The Online vs Offline Pipeline: Split Intelligence

A Graph RAG system is a factory. If you try to build your graph at the same time a user is asking a question, your system will be too slow to use. Professional architectures use the "Split Intelligence" model: an Offline Pipeline to build the knowledge and an Online Engine to serve it.

In this lesson, we will look at the System Architecture of a production Graph RAG application. We will learn how to design the Asynchronous Ingestion Worker (the Offline side) and the Low-Latency Retrieval API (the Online side). We will see how these two halves communicate and why this separation is the secret to scaling to millions of documents.
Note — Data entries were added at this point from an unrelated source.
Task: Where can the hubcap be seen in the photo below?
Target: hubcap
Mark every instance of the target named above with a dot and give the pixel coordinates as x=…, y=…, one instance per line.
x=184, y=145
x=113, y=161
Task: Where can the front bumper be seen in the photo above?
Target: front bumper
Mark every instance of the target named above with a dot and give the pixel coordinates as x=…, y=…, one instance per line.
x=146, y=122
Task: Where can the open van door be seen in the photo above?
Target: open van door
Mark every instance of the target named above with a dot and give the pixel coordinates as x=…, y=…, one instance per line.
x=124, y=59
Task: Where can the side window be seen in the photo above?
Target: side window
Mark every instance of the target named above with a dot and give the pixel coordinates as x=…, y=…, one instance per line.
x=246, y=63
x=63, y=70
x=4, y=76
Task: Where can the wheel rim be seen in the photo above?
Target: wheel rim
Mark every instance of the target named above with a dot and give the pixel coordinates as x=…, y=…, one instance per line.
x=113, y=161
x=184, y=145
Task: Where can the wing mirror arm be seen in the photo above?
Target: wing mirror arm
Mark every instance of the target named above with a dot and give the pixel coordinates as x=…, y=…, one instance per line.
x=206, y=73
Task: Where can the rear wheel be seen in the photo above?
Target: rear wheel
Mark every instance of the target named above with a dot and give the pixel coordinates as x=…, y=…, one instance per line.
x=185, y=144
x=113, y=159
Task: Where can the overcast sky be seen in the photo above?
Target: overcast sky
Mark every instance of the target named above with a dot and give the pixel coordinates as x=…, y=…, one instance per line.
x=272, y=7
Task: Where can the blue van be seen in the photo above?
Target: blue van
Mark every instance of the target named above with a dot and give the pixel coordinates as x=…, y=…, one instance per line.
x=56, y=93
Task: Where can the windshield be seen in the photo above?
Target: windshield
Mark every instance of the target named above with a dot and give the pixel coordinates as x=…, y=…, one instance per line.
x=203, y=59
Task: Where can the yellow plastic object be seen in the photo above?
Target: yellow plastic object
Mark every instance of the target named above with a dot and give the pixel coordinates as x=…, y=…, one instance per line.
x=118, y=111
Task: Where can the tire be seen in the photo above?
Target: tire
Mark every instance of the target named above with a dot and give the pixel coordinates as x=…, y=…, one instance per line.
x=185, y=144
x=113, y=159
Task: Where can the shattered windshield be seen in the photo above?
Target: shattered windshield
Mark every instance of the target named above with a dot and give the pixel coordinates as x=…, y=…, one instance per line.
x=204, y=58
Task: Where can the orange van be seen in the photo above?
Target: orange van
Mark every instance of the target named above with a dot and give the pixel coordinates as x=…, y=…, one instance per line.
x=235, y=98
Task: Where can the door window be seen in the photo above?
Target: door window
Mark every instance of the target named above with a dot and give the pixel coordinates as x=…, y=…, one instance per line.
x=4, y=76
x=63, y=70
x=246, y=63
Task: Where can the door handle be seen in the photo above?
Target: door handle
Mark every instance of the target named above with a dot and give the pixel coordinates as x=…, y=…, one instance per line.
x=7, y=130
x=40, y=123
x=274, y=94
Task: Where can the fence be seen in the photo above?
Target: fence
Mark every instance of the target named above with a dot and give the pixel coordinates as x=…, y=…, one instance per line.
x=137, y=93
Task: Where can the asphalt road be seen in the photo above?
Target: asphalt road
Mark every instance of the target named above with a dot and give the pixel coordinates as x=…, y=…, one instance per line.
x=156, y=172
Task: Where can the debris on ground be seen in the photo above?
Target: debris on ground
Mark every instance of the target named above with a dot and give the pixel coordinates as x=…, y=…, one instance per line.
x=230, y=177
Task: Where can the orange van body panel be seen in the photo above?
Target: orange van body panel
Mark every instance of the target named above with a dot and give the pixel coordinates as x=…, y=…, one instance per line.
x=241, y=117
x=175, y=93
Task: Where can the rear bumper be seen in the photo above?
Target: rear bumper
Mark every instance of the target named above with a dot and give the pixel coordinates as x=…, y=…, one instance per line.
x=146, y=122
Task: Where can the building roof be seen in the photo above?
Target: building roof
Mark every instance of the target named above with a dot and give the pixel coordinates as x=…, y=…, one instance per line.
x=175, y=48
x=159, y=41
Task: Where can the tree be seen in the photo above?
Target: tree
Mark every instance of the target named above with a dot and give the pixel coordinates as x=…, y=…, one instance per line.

1. The Offline Pipeline: Building the World

The objective: Move data from S3, Slack, or SQL into the Knowledge Graph.

Workers: A fleet of Python containers (using Celery/RabbitMQ) that process documents 24/7.
Steps: Text Extraction -> AI Entity Mapping -> Graph Writing.
Performance: Throughput matters more than latency. It's okay if it takes 1 minute to "Learn" a document.

2. The Online Engine: Serving the Question

The objective: Return a verified answer in < 3 seconds.

API: A FastAPI or Go server that receives the request.
Retrieval: Performs the Vector search + Cypher traversal (Fast).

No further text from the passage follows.